- Khosrowabad Location within Iran
- Coordinates: 33°21′45″N 51°11′37″E﻿ / ﻿33.36250°N 51.19361°E
- Country: Iran
- Province: Isfahan
- County: Meymeh and Vazvan
- District: Central
- Rural District: Vandadeh

Population (2016)
- • Total: 258
- Time zone: UTC+3:30 (IRST)

= Khosrowabad, Meymeh and Vazvan =

Village in Isfahan province, Iran

Khosrowabad (خسرواباد) (Note: Also romanized as Khosrowābād; also known as Khowsrowābād, Khusrābād, and Qasrābād) is a village in Vandadeh Rural District of the Central District (Note: Formerly Meymeh District of Shahinshahr County) in Meymeh and Vazvan County, Isfahan province, Iran.

==Demographics==
===Population===
At the time of the 2006 National Census, the village's population was 340 in 115 households, when it was in Meymeh District (Note: Renamed the Central District of Meymeh and Vazvan County) of Borkhar and Meymeh County.

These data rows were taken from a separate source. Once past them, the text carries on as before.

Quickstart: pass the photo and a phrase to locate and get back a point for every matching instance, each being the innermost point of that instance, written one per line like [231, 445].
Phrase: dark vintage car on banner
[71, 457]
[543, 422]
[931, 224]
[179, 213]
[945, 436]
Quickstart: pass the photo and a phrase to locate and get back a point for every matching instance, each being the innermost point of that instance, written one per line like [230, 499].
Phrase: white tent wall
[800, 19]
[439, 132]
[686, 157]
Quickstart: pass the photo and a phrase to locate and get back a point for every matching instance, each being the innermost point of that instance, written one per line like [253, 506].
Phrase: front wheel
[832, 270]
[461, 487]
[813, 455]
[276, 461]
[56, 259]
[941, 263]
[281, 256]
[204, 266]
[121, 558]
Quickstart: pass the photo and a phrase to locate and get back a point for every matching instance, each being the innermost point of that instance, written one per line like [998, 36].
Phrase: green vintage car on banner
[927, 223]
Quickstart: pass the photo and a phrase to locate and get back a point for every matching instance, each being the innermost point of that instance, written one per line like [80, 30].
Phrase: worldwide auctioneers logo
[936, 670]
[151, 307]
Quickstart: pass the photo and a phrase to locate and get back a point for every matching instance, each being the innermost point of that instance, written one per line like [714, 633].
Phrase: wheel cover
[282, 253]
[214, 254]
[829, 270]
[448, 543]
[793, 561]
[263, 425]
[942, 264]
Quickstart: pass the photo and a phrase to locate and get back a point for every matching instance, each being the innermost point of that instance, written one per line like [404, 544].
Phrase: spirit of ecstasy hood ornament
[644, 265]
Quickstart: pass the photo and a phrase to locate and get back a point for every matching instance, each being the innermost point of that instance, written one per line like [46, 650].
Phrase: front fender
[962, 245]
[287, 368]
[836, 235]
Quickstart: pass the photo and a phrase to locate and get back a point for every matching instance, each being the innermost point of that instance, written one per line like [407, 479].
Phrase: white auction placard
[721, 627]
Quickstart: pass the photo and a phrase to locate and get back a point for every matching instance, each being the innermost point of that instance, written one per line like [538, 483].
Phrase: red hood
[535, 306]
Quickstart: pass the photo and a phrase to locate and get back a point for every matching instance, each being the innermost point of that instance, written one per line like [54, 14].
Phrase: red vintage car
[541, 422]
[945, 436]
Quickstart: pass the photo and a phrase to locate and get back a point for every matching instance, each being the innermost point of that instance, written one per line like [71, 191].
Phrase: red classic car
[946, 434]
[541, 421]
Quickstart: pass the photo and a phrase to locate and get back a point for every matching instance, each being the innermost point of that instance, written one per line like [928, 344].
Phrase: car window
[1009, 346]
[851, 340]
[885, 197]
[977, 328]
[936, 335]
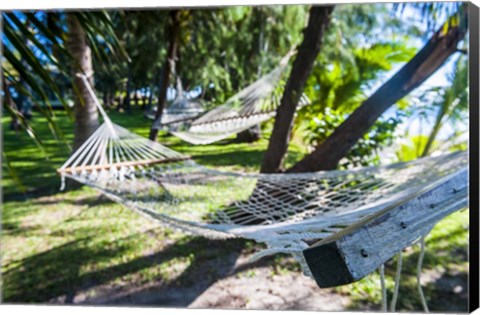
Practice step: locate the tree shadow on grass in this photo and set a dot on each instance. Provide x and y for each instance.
(61, 272)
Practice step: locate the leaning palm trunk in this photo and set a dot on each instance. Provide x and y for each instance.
(86, 116)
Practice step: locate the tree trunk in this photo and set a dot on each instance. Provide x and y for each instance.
(127, 106)
(86, 115)
(135, 96)
(432, 56)
(433, 134)
(302, 67)
(173, 29)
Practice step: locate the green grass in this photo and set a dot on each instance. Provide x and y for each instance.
(57, 243)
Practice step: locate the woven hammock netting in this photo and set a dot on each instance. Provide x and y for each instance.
(285, 211)
(253, 105)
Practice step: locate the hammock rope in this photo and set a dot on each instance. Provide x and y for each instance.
(251, 106)
(287, 212)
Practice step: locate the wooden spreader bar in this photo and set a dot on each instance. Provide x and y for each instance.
(361, 248)
(120, 164)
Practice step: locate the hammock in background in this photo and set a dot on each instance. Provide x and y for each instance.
(251, 106)
(288, 212)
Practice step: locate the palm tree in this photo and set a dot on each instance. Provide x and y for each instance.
(86, 115)
(34, 46)
(451, 103)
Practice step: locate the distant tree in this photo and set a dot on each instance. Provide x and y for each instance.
(86, 115)
(450, 103)
(301, 69)
(428, 60)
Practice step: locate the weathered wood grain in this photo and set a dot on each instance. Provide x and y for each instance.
(360, 249)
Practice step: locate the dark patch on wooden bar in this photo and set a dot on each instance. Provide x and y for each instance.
(327, 265)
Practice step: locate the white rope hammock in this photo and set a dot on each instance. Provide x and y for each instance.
(251, 106)
(288, 212)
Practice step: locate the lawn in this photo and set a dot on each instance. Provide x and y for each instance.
(79, 247)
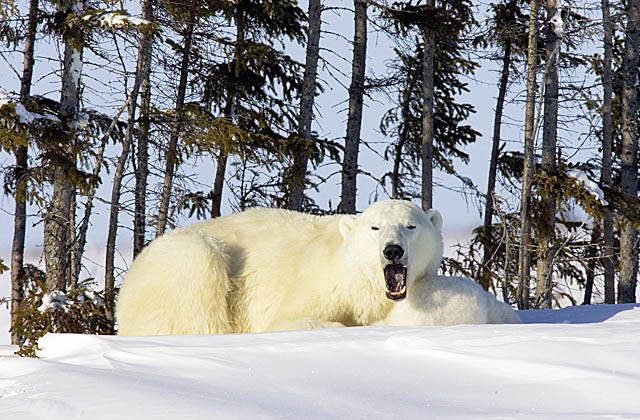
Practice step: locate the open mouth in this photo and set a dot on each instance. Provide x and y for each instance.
(395, 276)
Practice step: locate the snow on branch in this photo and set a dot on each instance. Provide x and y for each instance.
(590, 186)
(116, 20)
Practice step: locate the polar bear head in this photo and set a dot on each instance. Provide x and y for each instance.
(392, 243)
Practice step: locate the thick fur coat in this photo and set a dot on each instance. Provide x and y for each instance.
(270, 269)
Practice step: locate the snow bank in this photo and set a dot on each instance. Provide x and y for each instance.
(528, 371)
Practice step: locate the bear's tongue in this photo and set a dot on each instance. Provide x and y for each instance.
(395, 276)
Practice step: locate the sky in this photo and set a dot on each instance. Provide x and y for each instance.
(460, 213)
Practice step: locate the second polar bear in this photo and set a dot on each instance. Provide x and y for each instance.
(443, 300)
(270, 269)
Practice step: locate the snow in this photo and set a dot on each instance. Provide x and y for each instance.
(574, 363)
(53, 301)
(25, 116)
(588, 184)
(557, 23)
(117, 20)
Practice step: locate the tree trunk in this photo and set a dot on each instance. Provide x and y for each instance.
(172, 148)
(402, 136)
(427, 115)
(229, 113)
(528, 164)
(300, 157)
(22, 154)
(142, 157)
(629, 155)
(81, 239)
(607, 223)
(218, 185)
(546, 225)
(142, 170)
(591, 255)
(354, 119)
(485, 279)
(57, 227)
(143, 69)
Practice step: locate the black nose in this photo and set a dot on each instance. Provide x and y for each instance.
(393, 252)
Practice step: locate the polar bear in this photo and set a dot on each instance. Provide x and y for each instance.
(270, 269)
(442, 300)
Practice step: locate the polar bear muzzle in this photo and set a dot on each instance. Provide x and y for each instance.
(395, 276)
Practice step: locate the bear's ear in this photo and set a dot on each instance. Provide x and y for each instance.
(435, 218)
(346, 224)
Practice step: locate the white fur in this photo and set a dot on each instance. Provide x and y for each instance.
(269, 269)
(442, 300)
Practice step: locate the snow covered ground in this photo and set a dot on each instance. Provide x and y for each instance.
(574, 363)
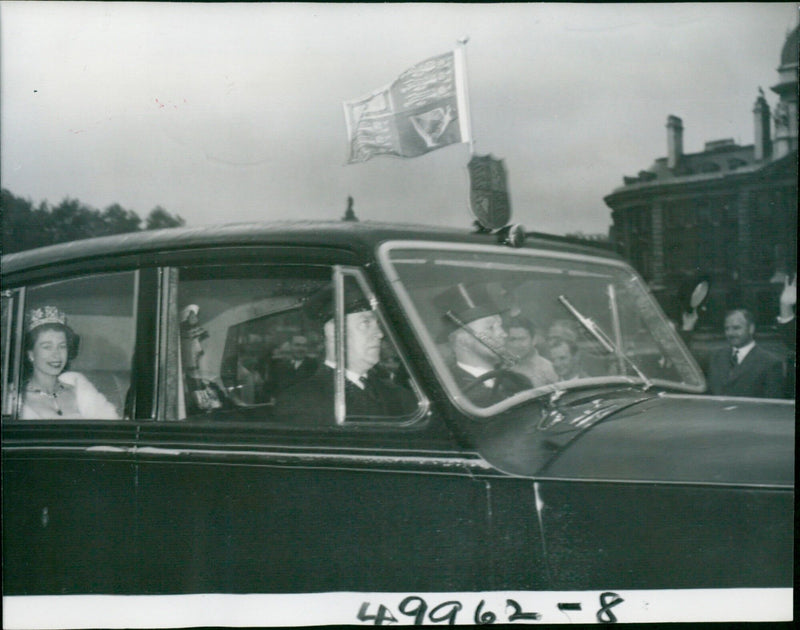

The following census in 2011 counted 284 people in 103 households, by which time the district had been separated from the county in the establishment of Shahin Shahr and Meymeh County. (Note: Renamed Shahinshahr County) The 2016 census measured the population of the village as 258 people in 95 households.

In 2024, the district was separated from the county in the establishment of Meymeh and Vazvan County and renamed the Central District.